Our results showed significant differences between all investigated lymphocyte subtypes in the peripheral blood and the tumor tissue, bringing new evidence in a vast area of research, with complex mechanisms still not clearly understood [1–4, 7, 8]. In the scientific literature, there is little information about the differences between the distributions of immune cell populations in tumor tissue and peripheral blood from HNSCC patients, and most of them refer only to T lymphocytes.

An interesting study evaluating the subgroups of T lymphocytes and the immune regulatory mechanisms in untreated HNSCC patients [39] showed that T lymphocytes represent the vast majority of infiltrating lymphocytes in the tumor, with their proportion being higher in the tumor tissue than in the peripheral blood in HNSCC patients. The level of cytotoxic T lymphocytes (CD8+) tended to be higher in the tumor than in the peripheral circulation; however, the difference was not statistically significant. In contrast, the percentage of CD4+ T lymphocytes was significantly higher in peripheral blood than in tumor tissue. In addition, the study showed that the tumor microenvironment of HNSCC has a strong infiltration of T lymphocytes with an effector memory phenotype, with the regulatory T cells being significantly increased [39].

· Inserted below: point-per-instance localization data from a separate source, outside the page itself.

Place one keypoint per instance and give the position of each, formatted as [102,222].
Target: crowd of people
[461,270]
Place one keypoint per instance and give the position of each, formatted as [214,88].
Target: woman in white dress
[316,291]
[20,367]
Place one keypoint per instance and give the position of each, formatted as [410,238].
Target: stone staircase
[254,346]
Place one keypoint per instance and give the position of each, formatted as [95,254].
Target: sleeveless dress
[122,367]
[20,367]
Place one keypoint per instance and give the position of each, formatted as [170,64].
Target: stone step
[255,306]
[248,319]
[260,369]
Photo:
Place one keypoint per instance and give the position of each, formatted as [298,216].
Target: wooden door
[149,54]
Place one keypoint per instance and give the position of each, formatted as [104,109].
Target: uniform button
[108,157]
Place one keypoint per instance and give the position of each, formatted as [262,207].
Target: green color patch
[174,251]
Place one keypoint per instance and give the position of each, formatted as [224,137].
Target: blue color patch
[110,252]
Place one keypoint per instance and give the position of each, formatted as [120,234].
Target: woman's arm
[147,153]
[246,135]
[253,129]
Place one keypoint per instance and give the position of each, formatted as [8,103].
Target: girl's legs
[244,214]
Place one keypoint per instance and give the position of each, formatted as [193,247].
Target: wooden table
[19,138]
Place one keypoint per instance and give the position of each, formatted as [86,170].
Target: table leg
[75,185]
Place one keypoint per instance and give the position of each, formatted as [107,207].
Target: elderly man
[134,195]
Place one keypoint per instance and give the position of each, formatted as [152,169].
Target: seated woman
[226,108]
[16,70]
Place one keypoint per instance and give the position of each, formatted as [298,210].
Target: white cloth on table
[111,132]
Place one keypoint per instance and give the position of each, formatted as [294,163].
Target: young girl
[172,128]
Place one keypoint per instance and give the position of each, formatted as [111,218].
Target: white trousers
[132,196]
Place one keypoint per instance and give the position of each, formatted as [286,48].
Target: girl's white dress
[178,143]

Other research has indicated different aspects than those revealed by our results. A correlation analysis of peripheral blood lymphocytes and tumor infiltrating lymphocytes in patients with oral squamous cell carcinoma found significant correlations regarding the level of total T lymphocytes (CD3+), helper T lymphocytes (CD4+), and cytotoxic T lymphocytes (CD8+), suggesting that circulating T cell levels could be an indicator for the local T cell-mediated antitumor responses [38].

A comparative assessment of lymphocyte subtypes in tumor tissues, lymph nodes, and peripheral blood of patients with HNSCC revealed significant differences regarding the local, regional, and systemic immune responses [24]. Thus, the level of CD4+ T lymphocytes was higher in the peripheral circulation than in the tumor tissue, a result similar to our research. However, regarding the level of CD8+ T lymphocytes, although an increasing trend was observed in the tumor compared to peripheral blood, the differences were not statistically significant. In addition, the same study revealed an altered cytotoxic activity of lymphocytes in the tumor microenvironment and a decreasing tendency of NK cells (CD56+) in the tumor tissue compared to peripheral circulation, but again without reaching the threshold of statistical significance [24]. Acknowledging the limitations of our research regarding the low number of investigated patients, the differences from other studies could be explained by the different locations of the tumors, selection of patients in different stages of the disease, and inclusion in other studies of patients previously exposed to oncological treatment with radiotherapy and/or chemotherapy.

5. Conclusions

Our study revealed significant differences between the levels of lymphocyte subtypes in peripheral circulation and the tumor tissue of untreated HNSCC patients, suggesting that the local and systemic expressions of antitumor immune responses are different and that investigation of immune cell proportions in peripheral circulation has different cues that do not reflect the immune infiltrate pattern within the tumor microenvironment. Further studies are necessary to unveil the complex interplay involving local and systemic events in the immune system's fight against cancer.